With the rapid development of mobile communication, multimedia services have experienced explosive growth in the last few years. The high quantity of mobile users, both consuming and producing these services to and from the Cloud Computing (CC), can outpace the available bandwidth capacity. Fog Computing (FG) presents itself as a solution to improve on this and other issues. With a reduction in network latency, real-time applications benefit from improved response time and greater overall user experience.

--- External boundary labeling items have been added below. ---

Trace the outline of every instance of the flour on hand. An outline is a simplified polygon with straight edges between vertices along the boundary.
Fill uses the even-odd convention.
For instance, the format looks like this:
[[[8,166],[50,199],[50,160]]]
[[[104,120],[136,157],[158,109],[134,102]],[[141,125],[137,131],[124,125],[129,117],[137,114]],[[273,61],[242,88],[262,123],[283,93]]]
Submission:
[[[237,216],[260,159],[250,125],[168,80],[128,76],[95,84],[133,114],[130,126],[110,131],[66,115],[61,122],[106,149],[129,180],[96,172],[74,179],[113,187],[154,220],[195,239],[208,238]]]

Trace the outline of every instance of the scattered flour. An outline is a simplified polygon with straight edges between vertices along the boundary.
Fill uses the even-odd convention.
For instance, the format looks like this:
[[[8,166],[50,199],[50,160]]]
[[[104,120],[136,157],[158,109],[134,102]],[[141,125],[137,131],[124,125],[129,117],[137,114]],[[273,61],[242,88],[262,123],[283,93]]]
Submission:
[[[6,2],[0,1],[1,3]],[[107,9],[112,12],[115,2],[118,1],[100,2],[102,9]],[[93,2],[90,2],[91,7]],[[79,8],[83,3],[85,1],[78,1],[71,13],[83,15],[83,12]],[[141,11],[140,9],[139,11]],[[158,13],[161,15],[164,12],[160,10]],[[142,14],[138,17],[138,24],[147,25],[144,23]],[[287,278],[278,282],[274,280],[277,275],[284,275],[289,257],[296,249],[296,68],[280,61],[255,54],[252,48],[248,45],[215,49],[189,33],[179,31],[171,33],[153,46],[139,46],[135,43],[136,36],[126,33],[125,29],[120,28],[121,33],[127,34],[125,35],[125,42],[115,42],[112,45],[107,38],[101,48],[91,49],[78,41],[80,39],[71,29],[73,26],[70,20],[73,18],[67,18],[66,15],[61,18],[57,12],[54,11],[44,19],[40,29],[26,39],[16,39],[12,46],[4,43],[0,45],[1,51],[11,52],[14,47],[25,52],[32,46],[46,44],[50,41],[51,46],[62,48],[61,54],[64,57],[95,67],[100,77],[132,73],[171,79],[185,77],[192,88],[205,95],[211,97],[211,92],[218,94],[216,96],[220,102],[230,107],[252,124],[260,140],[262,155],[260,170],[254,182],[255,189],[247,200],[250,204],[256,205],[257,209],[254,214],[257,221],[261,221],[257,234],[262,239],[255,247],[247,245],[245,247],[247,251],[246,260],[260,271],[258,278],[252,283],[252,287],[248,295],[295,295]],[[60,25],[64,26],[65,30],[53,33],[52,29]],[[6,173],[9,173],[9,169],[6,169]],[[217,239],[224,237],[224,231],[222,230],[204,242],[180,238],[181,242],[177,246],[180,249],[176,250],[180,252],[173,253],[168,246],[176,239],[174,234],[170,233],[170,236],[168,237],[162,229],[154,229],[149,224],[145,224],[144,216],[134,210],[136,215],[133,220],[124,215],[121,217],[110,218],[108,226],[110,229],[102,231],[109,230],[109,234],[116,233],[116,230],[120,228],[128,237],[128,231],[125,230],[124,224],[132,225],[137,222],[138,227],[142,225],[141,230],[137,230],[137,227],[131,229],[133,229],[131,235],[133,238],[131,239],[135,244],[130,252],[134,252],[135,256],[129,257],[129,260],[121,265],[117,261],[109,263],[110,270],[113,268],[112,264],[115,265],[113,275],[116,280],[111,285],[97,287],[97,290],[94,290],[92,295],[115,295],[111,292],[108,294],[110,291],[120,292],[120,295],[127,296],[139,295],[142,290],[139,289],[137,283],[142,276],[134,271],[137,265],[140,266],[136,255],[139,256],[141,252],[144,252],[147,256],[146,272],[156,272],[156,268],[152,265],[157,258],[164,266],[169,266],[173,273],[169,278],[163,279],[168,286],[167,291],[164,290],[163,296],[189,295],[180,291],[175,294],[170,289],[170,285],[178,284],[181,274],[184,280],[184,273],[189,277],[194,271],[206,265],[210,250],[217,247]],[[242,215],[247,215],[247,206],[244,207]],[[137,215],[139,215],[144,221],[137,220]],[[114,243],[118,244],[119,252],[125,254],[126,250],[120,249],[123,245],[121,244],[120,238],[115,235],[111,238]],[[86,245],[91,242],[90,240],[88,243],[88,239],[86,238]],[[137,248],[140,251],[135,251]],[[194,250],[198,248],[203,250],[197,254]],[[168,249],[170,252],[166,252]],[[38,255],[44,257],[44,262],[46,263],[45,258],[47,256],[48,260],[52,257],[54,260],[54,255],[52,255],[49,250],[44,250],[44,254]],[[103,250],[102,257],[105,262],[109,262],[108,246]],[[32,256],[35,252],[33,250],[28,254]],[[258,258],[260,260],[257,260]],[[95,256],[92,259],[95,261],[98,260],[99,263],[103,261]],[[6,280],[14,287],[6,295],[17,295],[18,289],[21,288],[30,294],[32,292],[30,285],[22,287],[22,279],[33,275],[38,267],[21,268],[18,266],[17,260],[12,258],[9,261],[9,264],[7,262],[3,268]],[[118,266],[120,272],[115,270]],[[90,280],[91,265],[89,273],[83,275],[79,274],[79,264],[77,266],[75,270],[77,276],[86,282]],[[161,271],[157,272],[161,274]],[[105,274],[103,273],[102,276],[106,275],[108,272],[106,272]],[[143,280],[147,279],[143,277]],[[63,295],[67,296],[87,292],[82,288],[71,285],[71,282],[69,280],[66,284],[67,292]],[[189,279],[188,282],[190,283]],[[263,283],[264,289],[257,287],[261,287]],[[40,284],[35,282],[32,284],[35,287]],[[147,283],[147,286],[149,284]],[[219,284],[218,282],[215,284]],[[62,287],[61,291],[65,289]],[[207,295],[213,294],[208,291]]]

Taking this into account, the main goal of this work is threefold. Firstly, it is proposed a method to build an environment based on Cloud–Fog Computing (CFC). Secondly, it is designed two models based on Autoregressive Integrated Moving Average (ARIMA) and Long Short-Term Memory (LSTM). The goal is to predict demand and reserve the nodes’ storage capacity to improve the positioning of multimedia services. Later, an algorithm for the multimedia service placement problem which is aware of data traffic prediction is proposed. The goal is to select the minimum number of nodes, considering their hardware capacities for providing multimedia services in such a way that the latency for servicing all the demands is minimized. An evaluation with actual data showed that the proposed algorithm selects the nodes closer to the user to meet their demands. This improves the services delivered to end-users and enhances the deployed network to mitigate provider costs. Moreover, reduce the demand to Cloud allowing turning off servers in the data center not to waste energy.